Indomável escrita por Helen


Capítulo 1
Mulher lobisomem.




Este capítulo também está disponível no +Fiction: plusfiction.com/book/802618/chapter/1

"Lobisomem".

O que te vem à cabeça quando eu digo esse nome? Um lobo antropomórfico com dentes afiados, sangue escorrendo pelo pescoço, uivando para uma enorme lua cheia de fundo? Ou um cara alto, bombado e moreno que fica brigando com um vampiro por uma garota sem sal?

Pois acho melhor ir abrindo espaço pra uma nova imagem. A de uma mulher. Uma mulher lobisomem. Já tava na hora de alguém contar a minha história.

 

Sou a mais nova de oito irmãs. Dizem que daí é que veio a maldição. Mas eu não me importo muito com isso. Não é como se caso uma delas morrer eu voltasse a ser normal.
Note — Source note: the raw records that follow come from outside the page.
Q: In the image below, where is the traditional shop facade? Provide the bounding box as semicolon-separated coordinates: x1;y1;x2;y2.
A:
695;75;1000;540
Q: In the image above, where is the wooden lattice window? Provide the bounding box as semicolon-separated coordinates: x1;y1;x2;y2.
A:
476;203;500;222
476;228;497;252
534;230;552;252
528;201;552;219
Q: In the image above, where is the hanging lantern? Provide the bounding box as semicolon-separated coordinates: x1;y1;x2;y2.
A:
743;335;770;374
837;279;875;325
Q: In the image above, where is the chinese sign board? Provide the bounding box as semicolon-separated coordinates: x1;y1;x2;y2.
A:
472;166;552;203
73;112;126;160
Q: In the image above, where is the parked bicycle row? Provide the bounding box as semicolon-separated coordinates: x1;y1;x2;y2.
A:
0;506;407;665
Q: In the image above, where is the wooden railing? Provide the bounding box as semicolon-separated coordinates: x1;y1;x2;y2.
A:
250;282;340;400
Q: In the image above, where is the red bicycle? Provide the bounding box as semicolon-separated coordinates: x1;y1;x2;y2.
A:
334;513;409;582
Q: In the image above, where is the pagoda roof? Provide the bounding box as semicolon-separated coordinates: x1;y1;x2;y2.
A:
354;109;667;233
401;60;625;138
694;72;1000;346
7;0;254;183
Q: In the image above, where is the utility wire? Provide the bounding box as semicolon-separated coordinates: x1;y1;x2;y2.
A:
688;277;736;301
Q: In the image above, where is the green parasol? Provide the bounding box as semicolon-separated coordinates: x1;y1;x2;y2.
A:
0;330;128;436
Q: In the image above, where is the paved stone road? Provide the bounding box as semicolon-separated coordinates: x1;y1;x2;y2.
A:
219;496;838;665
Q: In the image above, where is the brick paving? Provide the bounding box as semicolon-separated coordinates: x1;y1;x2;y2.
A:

Todas nascemos no interior, como você pode imaginar. Meus pais não tinham muito o que fazer, e fizeram todas nós. Eu era a mais bonita, mas todos tinham medo de mim por causa da lenda. Meus pais me trancavam em casa em noites de lua cheia quando eu era criança. Mas a verdade é que só fui me transformar pela primeira vez aos doze anos. Lembro até hoje.

Era um dia de festa. Um luau.

Meus pais já tinham se convencido de que a lenda do lobisomem era apenas boato, e tinham deixado eu sair pela primeira vez. Eu tinha me arrumado toda e estava radiante. Cheguei na festa bem cedo, no pôr do sol, e aproveitei enquanto pude. Quando a lua surgiu, eu comecei a passar mal. Corri de volta para casa, só para me ver com os braços peludos. Aquilo não era puberdade, definitivamente não era.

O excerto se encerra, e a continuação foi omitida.